Issuers of reverse mortgage backed securities (HMBS) continued to see record prepayments, wiping out the effects of another strong month.
HMBS issuers generated $989 million in securities last month, with 53 original pools and 61 “tails,” according to the most recent analysis from New View Advisors. Those original pools totaled $755 million, which the New York City-based firm attributed to the pre-October 2 push to lock in higher principal limit factors.
Still, outstanding HMBS dropped $94 million amid a record $1.2 billion in payoffs, part of a continuing trend of loans reaching 98% of their maximum claim amounts en masse.
“Last month the HMBS market impersonated the Coyote, holding an anvil of loan payoffs in mid-air but not falling,” New View noted in its analysis, referencing the famous enemy of the Roadrunner from the popular cartoon shorts.
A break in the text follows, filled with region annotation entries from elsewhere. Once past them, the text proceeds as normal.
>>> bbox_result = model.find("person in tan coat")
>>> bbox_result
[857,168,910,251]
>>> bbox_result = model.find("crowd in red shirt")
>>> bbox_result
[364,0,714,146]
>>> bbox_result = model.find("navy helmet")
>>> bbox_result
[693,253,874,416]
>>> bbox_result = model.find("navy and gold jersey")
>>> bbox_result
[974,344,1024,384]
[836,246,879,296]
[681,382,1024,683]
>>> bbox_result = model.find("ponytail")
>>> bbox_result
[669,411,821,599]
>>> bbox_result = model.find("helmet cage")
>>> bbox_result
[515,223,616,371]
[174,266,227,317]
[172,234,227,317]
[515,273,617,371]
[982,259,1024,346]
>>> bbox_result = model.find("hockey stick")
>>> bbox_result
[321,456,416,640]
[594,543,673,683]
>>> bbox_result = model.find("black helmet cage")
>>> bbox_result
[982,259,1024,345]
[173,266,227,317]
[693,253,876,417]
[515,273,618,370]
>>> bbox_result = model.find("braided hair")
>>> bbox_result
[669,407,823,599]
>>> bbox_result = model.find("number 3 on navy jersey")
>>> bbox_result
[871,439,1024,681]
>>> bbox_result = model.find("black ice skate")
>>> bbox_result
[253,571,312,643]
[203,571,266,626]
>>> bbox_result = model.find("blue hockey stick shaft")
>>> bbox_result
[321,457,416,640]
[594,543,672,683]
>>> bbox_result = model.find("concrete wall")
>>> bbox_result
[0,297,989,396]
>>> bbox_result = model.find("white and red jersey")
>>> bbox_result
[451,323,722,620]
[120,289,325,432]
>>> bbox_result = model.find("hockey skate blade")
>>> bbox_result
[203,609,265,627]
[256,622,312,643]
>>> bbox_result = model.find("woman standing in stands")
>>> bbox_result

Of the $1.2 billion, $791 million came from loans that reached the 98% mark, another record; for comparison, back in September 2013, those payoffs accounted for 29.8% of the total, or $92 million, according to New View and RecursionCo.
New View also predicted an overall decline in HMBS float once the market adjusts to the new, lower principal limit factors. Still, New View principal Michael McCully has said that the changes will be an overall positive for the secondary market, with investors seeing the “new” HMBS as a longer-term asset amid slower rate growth — along with potential benefits for issuers’ capital requirements.
“There hasn’t been an exodus,” McCully said of the secondary market at the National Reverse Mortgage Lenders Association’s annual meeting in San Francisco last month. “The investor community really likes this product.”